Emma Grede, l’imprenditrice che ha contribuito al successo dei brand delle Kardashian, ha recentemente fatto discutere per le sue dichiarazioni sul concetto di “work-life balance”. Intervenendo al podcast The Diary of a CEO, ha definito l’equilibrio tra vita e lavoro come una “responsabilità personale” e, addirittura, un “campanello d’allarme” se viene sollevato durante un colloquio.
“Work-life balance è un tuo problema. Non è responsabilità del tuo datore di lavoro”, ha detto Grede. “Quando qualcuno mi parla di questo tema durante un’intervista, penso: ‘C’è qualcosa che non va’”.
Secondo la fondatrice di Good American, chi ambisce a una carriera di successo deve essere disposto a lavorare anche nei weekend, conciliare doveri familiari con impegni professionali, e mettere il “gioco duro” davanti al comfort. Lei stessa, madre di quattro figli, racconta di passare i weekend a Malibu, ma anche di lavorare regolarmente il sabato.
Eppure, ha anche sottolineato che non si aspetta che i suoi dipendenti siano incatenati alla scrivania: esiste flessibilità per un appuntamento dal parrucchiere o una riunione scolastica. Quello che contesta è l’atteggiamento di chi pone la qualità della vita davanti alla qualità del lavoro, almeno nel contesto dell’ambizione professionale estrema.
Un pensiero controcorrente, ma forse non del tutto sbagliato
Personalmente, comprendo bene quanto sia difficile per imprenditori e professionisti mantenere un equilibrio tra lavoro e vita privata, e spesso è il lavoro ad avere la meglio. Ma quando si parla di lavoro dipendente, con un contratto chiaro e dinamiche, attese e un monte ore possibilmente ben definito, il discorso cambia.
Se accetti un contratto impegnativo, sai a cosa vai incontro. Alcune professioni – come quelle nella finanza della City o nei grandi studi legali – sono esigenti per natura, e spesso retribuite di conseguenza. Certo, questo porta a distorsioni (e burnout), ma in molti casi è una scelta consapevole. L’equilibrio si cerca dentro il sistema, non contro di esso.

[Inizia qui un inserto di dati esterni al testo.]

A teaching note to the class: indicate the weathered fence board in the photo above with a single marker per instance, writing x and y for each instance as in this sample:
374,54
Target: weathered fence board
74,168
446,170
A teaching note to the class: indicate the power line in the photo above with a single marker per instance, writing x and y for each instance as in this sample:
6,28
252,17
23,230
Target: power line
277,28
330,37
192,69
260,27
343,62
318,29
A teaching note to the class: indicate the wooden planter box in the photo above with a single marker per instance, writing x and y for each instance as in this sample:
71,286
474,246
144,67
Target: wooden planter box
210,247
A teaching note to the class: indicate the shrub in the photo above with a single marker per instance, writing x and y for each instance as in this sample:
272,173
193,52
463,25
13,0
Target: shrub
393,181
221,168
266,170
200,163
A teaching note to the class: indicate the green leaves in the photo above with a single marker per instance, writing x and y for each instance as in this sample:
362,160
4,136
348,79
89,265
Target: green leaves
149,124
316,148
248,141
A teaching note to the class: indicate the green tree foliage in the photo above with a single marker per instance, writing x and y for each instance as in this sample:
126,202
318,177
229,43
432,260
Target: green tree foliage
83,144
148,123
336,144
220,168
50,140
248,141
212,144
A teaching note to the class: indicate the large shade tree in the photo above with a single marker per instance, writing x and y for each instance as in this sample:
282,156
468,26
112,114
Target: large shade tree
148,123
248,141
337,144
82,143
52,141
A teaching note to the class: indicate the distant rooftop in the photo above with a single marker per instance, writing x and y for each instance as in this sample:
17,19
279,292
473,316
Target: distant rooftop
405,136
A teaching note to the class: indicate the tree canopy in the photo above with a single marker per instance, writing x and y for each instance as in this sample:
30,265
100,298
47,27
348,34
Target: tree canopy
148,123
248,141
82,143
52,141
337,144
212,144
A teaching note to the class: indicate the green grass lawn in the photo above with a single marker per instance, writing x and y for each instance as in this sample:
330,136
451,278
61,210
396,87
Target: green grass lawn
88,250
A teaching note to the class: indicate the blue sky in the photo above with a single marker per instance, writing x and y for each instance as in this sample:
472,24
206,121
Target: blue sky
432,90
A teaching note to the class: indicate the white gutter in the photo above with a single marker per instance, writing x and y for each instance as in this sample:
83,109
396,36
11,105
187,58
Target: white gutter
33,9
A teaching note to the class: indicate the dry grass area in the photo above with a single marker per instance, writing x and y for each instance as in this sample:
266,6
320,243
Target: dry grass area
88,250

Forse Emma Grede non ha tutti i torti. O forse semplicemente può permettersi di dire certe cose perché è donna ancora giovane, con soci importanti, di bella presenza in un mercato molto sensibile a questo fattore e... ha successo, e da lei, in America, si tollera anche una certa “cattiveria” imprenditoriale. Una “boss imbruttita” 2.0 che sa come vendere, anche le proprie opinioni.
Il rovescio della medaglia: il rischio del burnout e della colpevolizzazione
Ma attenzione: secondo la psicologa del lavoro Katina Sawyer, intervistata da Business Insider, questa visione sposta il peso del burnout interamente sulle spalle del lavoratore, deresponsabilizzando le aziende.
“Considerare il work-life balance come una skill personale rafforza un pensiero distorto. Permette ai datori di ignorare il ruolo delle loro aspettative nel causare stress e di scaricare la colpa sul singolo”, afferma Sawyer.
Il rischio, insomma, è di trasformare l’ambizione in una corsa al massacro, dove solo chi rinuncia alla vita personale può arrivare in cima. E non tutti vogliono – o possono – vivere così.
Anche leader come Satya Nadella, CEO di Microsoft, propongono un modello più sostenibile: non equilibrio, ma “armonia” tra lavoro e passioni. Un approccio più umano, forse più realistico, per una forza lavoro che sta cambiando.
Una discussione aperta
Emma Grede ha toccato un nervo scoperto. Il dibattito tra responsabilità individuale e dovere aziendale nel garantire un equilibrio sano è più attuale che mai. In un mondo del lavoro sempre più fluido, ibrido, e competitivo, la domanda resta: fino a che punto dobbiamo sacrificare la vita per il lavoro?
Forse, più che una risposta univoca, serve una nuova cultura della responsabilità condivisa. Dove chi ambisce all’eccellenza sa che dovrà faticare. Ma dove anche il sistema riconosce che il valore del lavoro non si misura solo in ore, ma in qualità di vita.